Title: Resolving Plant Taxon Names Using the Australian Plant Census
Version: 1.1.3
Description: The process of resolving taxon names is necessary when working with biodiversity data. 'APCalign' uses the Australian Plant Census (APC) and the Australian Plant Name Index (APNI) to align and update plant taxon names to current, accepted standards. 'APCalign' also supplies information about the established status of plant taxa across different states/territories.
License: MIT + file LICENSE
Encoding: UTF-8
Language: en
LazyData: true
Depends: R (≥ 4.1.0),
Imports: readr, purrr, dplyr, stringr, stringi, stringdist, crayon, httr, jsonlite, curl, arrow, rlang
Suggests: janitor, tidyr, covr, knitr, rmarkdown, kableExtra, here, testthat (≥ 3.0.0)
RoxygenNote: 7.3.2
Config/testthat/edition: 3
VignetteBuilder: knitr
URL: https://traitecoevo.github.io/APCalign/, https://github.com/traitecoevo/APCalign
BugReports: https://github.com/traitecoevo/APCalign/issues
NeedsCompilation: no
Packaged: 2025-02-11 00:01:38 UTC; dfalster
Author: Daniel Falster ORCID iD [aut, cre, cph], Elizabeth Wenk ORCID iD [aut, ctb], Will Cornwell ORCID iD [aut, ctb], Fonti Kar ORCID iD [aut, ctb], Carl Boettiger ORCID iD [ctb]
Maintainer: Daniel Falster <daniel.falster@unsw.edu.au>
Repository: CRAN
Date/Publication: 2025-02-11 13:40:05 UTC

Standardising Taxonomic Names in Australian Plants

Description

The process of standardising taxon names is necessary when working with biodiversity data. 'APCalign' uses the Australian Plant Name Index (APNI) and the Australian Plant Census (APC) to align and update plant taxon names to current, accepted standards. 'APCalign' can also supply information about the established status of plant taxa across different states/territories.

Functions

Standarise taxon names

Established status by region

Author(s)

Maintainer: Daniel Falster daniel.falster@unsw.edu.au (ORCID) [copyright holder]

Authors:

Other contributors:

References

If you have any questions, comments or suggestions, please submit an issue at our GitHub repository

See Also

Useful links:


Align Australian plant scientific names to the APC or APNI

Description

For a list of Australian plant names, find taxonomic or scientific name alignments to the APC or APNI through standardizing formatting and fixing spelling errors.
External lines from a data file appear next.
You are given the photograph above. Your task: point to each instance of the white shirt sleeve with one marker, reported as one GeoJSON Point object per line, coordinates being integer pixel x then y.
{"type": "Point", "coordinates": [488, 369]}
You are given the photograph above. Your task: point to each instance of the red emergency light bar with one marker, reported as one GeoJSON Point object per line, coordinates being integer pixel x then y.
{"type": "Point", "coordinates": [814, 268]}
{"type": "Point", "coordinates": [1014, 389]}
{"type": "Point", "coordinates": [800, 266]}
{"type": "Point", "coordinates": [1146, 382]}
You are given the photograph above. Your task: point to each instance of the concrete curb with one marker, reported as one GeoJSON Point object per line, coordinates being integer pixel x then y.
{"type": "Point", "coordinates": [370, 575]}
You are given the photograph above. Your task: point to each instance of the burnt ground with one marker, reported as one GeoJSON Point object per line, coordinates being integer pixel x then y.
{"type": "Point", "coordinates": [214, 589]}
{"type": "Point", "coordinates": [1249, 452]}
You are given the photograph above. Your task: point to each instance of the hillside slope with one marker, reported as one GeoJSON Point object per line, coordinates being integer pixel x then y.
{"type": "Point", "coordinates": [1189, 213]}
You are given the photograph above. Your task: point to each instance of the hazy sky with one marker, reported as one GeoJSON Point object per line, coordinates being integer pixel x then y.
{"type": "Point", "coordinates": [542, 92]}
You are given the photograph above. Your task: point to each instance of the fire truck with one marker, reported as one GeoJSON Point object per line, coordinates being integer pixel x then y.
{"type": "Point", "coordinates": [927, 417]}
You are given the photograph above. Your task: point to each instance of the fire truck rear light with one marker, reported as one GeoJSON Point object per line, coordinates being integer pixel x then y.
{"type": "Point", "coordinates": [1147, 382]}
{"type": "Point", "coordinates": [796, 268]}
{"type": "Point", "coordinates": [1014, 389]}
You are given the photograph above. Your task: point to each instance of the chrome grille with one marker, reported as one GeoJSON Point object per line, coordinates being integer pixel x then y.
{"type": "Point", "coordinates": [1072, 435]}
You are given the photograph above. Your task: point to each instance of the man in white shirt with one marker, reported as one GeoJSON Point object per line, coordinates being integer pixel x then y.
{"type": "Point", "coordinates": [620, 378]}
Usage case: Users will run this function if they wish to see the details of the matching algorithms, the many output columns that the matching function compares to as it seeks the best alignment. They may also select this function if they want to adjust the “fuzziness” level for fuzzy matches, options not allowed in create_taxonomic_update_lookup. This function is the first half of create_taxonomic_update_lookup.

Usage

align_taxa(
  original_name,
  output = NULL,
  full = FALSE,
  resources = load_taxonomic_resources(),
  quiet = FALSE,
  fuzzy_abs_dist = 3,
  fuzzy_rel_dist = 0.2,
  fuzzy_matches = TRUE,
  imprecise_fuzzy_matches = FALSE,
  APNI_matches = TRUE,
  identifier = NA_character_
)

Arguments

original_name

A list of names to query for taxonomic alignments.

output

(optional) The name of the file to save the results to.

full

Parameter to determine how many columns are output

resources

the taxonomic resources used to align the taxa names. Loading this can be slow, so call load_taxonomic_resources separately to greatly speed this function up and pass the resources in.

quiet

Logical to indicate whether to display messages while aligning taxa.

fuzzy_abs_dist

The number of characters allowed to be different for a fuzzy match.

fuzzy_rel_dist

The proportion of characters allowed to be different for a fuzzy match.

fuzzy_matches

Fuzzy matches are turned on as a default. The relative and absolute distances allowed for fuzzy matches to species and infraspecific taxon names are defined by the parameters fuzzy_abs_dist and fuzzy_rel_dist

imprecise_fuzzy_matches

Imprecise fuzzy matches uses the fuzzy matching function with lenient levels set (absolute distance of 5 characters; relative distance = 0.25). It offers a way to get a wider range of possible names, possibly corresponding to very distant spelling mistakes. This is FALSE as default and all outputs should be checked as it often makes erroneous matches.

APNI_matches

Name matches to the APNI (Australian Plant Names Index) are turned on as a default.

identifier

A dataset, location or other identifier, which defaults to NA.

Details

Notes:

Value

A tibble with columns that include original_name, aligned_name, taxonomic_dataset, taxon_rank, aligned_reason, alignment_code.

See Also

load_taxonomic_resources

Other taxonomic alignment functions: create_taxonomic_update_lookup(), update_taxonomy()

Examples



resources <- load_taxonomic_resources()

# example 1
align_taxa(c("Poa annua", "Abies alba"), resources=resources)

# example 2
input <- c("Banksia serrata", "Banksia serrate", "Banksia cerrata", 
"Banksia serrrrata", "Dryandra sp.", "Banksia big red flowers")

aligned_taxa <-
  APCalign::align_taxa(
    original_name = input,
    identifier = "APCalign test",
    full = TRUE,
    resources=resources
  ) 
  




State level native and introduced origin status

Description

This function uses the taxon distribution data from the APC to determine state level native and introduced origin status.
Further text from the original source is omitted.